While creative personas and puppets are no strangers to Mr Young's Mandarin classroom, he said he wanted to try and find a new digital medium to share his zany ideas with his students.
"I have a lot of puppets at home and these are the kinds of things I usually do in class, but I have been experimenting with different ways digitally to share them and hopefully give the students a bit of a laugh," he said.
Students have been challenged to share a photo or video back with their teacher, either watching the video themselves or completing the modules.
Mr Young said the response so far had been fantastic and he was absolutely planning more videos for his pupils in the future.
"I am having a lot of fun experimenting with digital platforms but I still wanted it to be a foundation for learning," he said.
Launceston Church Grammar School transitioned to online learning a few weeks ago to cope with the escalating COVID-19 pandemic but it was something that Bonnie Cooper did not think she would have to deal with her first year out from graduation.
Miss Cooper is one of Grammar's grade 5 teachers and has had to teach her entire class how to use a new digital platform to deliver their learning at home.
She said the platform was pretty easy to use but it had resulted in a lot more work for herself as she was engaging with students individually rather than as a group.
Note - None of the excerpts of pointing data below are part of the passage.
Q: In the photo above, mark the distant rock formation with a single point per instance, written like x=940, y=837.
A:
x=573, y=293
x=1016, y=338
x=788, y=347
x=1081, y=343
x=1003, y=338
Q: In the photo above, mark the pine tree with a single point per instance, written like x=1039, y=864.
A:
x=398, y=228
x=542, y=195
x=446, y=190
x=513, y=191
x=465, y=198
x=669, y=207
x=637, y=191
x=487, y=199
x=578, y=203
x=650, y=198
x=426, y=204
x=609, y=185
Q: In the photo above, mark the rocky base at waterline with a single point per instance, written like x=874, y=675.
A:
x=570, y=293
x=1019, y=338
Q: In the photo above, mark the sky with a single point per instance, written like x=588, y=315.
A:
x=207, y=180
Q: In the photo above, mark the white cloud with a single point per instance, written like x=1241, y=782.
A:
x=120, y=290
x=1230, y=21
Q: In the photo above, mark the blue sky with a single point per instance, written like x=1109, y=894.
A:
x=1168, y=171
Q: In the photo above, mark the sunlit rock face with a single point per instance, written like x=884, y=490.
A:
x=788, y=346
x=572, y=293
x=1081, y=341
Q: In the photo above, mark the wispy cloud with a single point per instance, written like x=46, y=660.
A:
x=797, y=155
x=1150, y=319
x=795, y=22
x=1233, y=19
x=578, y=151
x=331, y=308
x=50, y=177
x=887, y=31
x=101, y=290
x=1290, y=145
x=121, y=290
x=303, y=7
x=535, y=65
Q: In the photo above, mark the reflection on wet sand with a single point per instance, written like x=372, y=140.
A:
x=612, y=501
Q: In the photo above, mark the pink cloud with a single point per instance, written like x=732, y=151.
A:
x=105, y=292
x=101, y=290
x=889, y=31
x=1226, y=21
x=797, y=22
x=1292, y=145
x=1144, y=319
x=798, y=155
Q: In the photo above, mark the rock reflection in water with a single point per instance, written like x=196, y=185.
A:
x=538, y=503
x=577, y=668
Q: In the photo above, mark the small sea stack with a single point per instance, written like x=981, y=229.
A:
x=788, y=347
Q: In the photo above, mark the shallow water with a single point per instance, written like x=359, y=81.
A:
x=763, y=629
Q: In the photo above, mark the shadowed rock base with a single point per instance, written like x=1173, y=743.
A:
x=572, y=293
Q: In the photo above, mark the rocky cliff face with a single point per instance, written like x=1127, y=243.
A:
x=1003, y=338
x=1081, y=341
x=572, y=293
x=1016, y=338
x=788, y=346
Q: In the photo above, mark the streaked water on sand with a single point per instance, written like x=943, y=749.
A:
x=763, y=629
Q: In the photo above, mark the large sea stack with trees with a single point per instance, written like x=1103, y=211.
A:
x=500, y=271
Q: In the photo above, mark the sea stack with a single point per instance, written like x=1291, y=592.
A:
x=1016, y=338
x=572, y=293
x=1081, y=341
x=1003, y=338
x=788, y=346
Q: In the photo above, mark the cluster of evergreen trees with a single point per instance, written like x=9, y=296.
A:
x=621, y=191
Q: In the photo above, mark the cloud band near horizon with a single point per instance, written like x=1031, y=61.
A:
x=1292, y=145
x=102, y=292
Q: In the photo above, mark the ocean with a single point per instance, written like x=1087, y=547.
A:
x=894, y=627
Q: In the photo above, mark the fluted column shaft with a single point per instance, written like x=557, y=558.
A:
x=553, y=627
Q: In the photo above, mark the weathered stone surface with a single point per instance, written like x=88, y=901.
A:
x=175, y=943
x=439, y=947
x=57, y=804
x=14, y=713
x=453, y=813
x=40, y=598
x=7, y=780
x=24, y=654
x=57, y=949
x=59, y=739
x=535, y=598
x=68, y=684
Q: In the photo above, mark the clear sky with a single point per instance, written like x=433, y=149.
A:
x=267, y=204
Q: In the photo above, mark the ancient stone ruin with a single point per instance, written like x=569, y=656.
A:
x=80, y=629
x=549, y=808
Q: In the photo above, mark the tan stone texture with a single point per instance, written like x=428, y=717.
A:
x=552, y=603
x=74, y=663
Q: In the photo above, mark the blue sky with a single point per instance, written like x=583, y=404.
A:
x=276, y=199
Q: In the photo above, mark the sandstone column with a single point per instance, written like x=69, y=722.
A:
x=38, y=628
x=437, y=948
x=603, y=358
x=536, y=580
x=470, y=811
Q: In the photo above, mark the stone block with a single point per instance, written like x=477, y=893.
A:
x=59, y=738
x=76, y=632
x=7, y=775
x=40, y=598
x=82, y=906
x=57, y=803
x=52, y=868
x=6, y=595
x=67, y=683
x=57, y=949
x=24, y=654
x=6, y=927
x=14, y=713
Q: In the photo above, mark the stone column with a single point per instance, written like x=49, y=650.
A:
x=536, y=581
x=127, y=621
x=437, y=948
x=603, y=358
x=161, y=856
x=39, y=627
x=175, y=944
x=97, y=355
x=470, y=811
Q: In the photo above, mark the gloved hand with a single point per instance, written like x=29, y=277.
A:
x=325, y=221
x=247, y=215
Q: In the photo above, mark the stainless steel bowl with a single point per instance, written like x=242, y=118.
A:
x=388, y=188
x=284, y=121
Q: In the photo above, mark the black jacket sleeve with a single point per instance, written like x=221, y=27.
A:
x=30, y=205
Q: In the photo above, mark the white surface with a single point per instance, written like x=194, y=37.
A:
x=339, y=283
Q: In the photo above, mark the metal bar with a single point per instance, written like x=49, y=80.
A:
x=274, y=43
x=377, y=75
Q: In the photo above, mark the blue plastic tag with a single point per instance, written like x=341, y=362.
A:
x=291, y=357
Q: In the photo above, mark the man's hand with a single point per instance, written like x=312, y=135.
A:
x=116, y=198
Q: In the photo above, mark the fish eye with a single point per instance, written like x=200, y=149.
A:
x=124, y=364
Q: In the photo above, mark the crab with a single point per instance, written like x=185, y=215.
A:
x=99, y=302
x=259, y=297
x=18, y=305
"Each time one of the students completes a module or a task I will message them or respond to them with feedback," she said.
Miss Cooper has helped to design her class' learning modules, with the aim on making it as seamless as possible for parents.
"We want it to be easy so they [pupils] can complete the modules relatively unsupervised," she said.
Miss Cooper said most of her pupils had taken up the program really well and they had been using its features such as videos, voice memos and text to continue learning.
"We post up a morning message each day, which is similar to what we would post on the white board in the classroom and each module has been designed to release at certain times of the day, so they don't get overwhelmed," she said.
While it's a creative solution to the unfolding COVID-19 restrictions, the aim of the platform was to keep things as normal as possible for her class, Miss Cooper said.
The school has transitioned to mostly online learning but some students of essential workers are still at the school and all teachers are still working from campus.